# BFD on HGS-18 Velodyne. Let's run through the setup



## fastline (May 7, 2010)

I am looking for maybe pick one up to try out. Hopefully I just keep it unless there is some reason I would have to have the SMS-1. My HGS can play reasonably down to about 15hz. I know my response is far from linear. I have noticed that the back of the BFD looks to only have XLRs or 1/4" jacks, how do we get around that? 

Also just curious if there are integration concerns in a system? I read where I may have problems at very low frequencies? 

I guess just wanting to make sure this is the right approach before jumping in. I already know I NEED to EQ. I also know my pocket will is not going to fork over the coin for the Audyssey either.


----------



## Wayne A. Pflughaupt (Apr 13, 2006)

> I have noticed that the back of the BFD looks to only have XLRs or 1/4" jacks, how do we get around that?


There’s no “get around.” You have to use one or the other. Most people use the 1/4” jacks, as cables with RCAs on one end and 1/4” on the other are easier to find, and cheaper. Some people just get some 1/4” to RCA adapters and just use regular RCA cables from there.




> Also just curious if there are integration concerns in a system? I read where I may have problems at very low frequencies?


Nope, no such problem. Some people occasionally have an issue with not being able to set a filter with a center frequency lower than 20 Hz, but that’s rare.

Regards,
Wayne


----------



## fastline (May 7, 2010)

Would there be any benefit to using the SMS over the behringer piece? 

Also, can you better explain the situation around 20hz?  I guess I still do not understand what the problem even is. Might make more sense if I owned one though.


Also was curious about the 2496 model and if it had anything that is more desirable?


----------



## Wayne A. Pflughaupt (Apr 13, 2006)

> Would there be any benefit to using the SMS over the behringer piece?

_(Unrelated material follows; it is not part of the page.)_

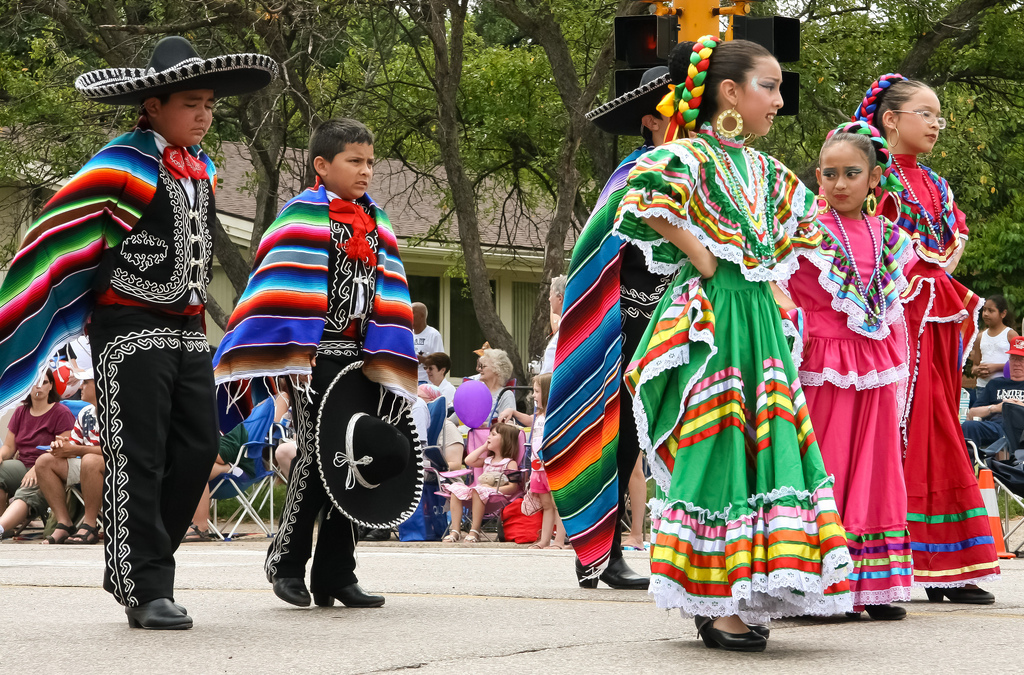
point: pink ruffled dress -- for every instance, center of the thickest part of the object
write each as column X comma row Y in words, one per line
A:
column 491, row 468
column 854, row 373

 The SMS has it’s own built-in measurement system, so you don’t have to use something like REW. Probably less technically challenging, but it comes at a price.

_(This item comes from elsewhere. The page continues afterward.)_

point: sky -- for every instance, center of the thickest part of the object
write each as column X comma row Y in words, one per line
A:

> Also, can you better explain the situation around 20hz? I guess I still do not understand what the problem even is. Might make more sense if I owned one though.

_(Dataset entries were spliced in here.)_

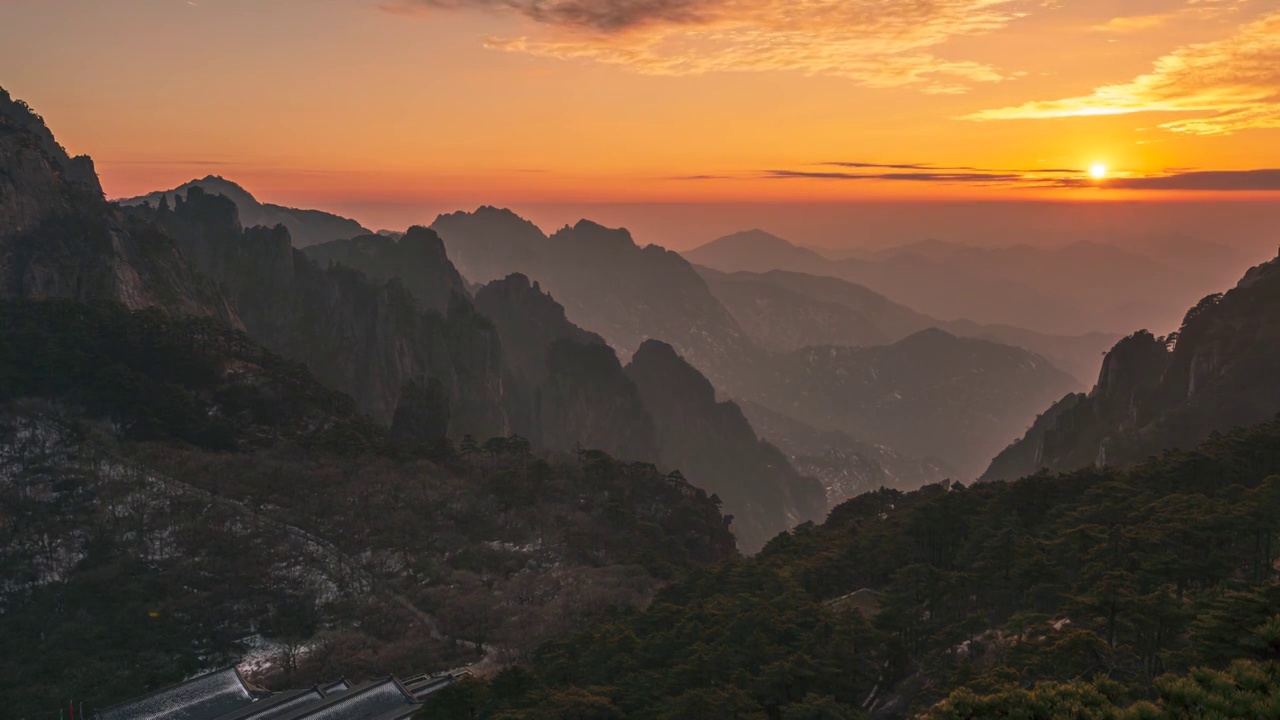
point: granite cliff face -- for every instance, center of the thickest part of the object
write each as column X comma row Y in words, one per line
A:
column 365, row 337
column 608, row 285
column 60, row 238
column 1159, row 392
column 416, row 258
column 716, row 447
column 568, row 387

 The BFD being a parametric equalizer has 60 available frequency stops per octave. These frequency stops are what is selected when you want to use a filter to boost or cut response. The lowest frequency that can be set on the BFD is 20 Hz. However, a filter will affect response on both sides of its center frequency. So in the rare event that you needed to accomplish some equalization below 20 Hz, a wide filter would “reach” lower. 

Have you loaded REW? If so, you can open the EQ panel and play with filters, and REW will show you on the screen what affect they would have.

The 2496 offers no real benefit that I'm aware of. Supposedly its noise specs are better, but that's pretty much irrelevant for equalizing subwoofers. The BFD's noise specs are grossly inaccurate, to the point of being an out-and-out lie, so I don't put much stock in the 2496's specs either.

Regards,
Wayne


----------



## fastline (May 7, 2010)

Well, I just loaded REW and clicking around a bit. I would guess that setting up a sub could be done just with the meter and EQ for no more than needs to be done. 

I would not try to use it in the whole system. I am not sure if it would induce noise or not but I am switching the the Elite SC series receiver soon and will take advantage of their auto tuning for starters and go from there. 

I still want to play around the REW software a bit I think.


----------



## Wayne A. Pflughaupt (Apr 13, 2006)

> I would not try to use it in the whole system. I am not sure if it would induce noise or not


If you're talking about using the BFD or 2496 full range, no you wouldn't want to do that. The BFD for sure will introduce audible noise. For full-range equalization, a better quality equalizer is required.

Regards,
Wayne


----------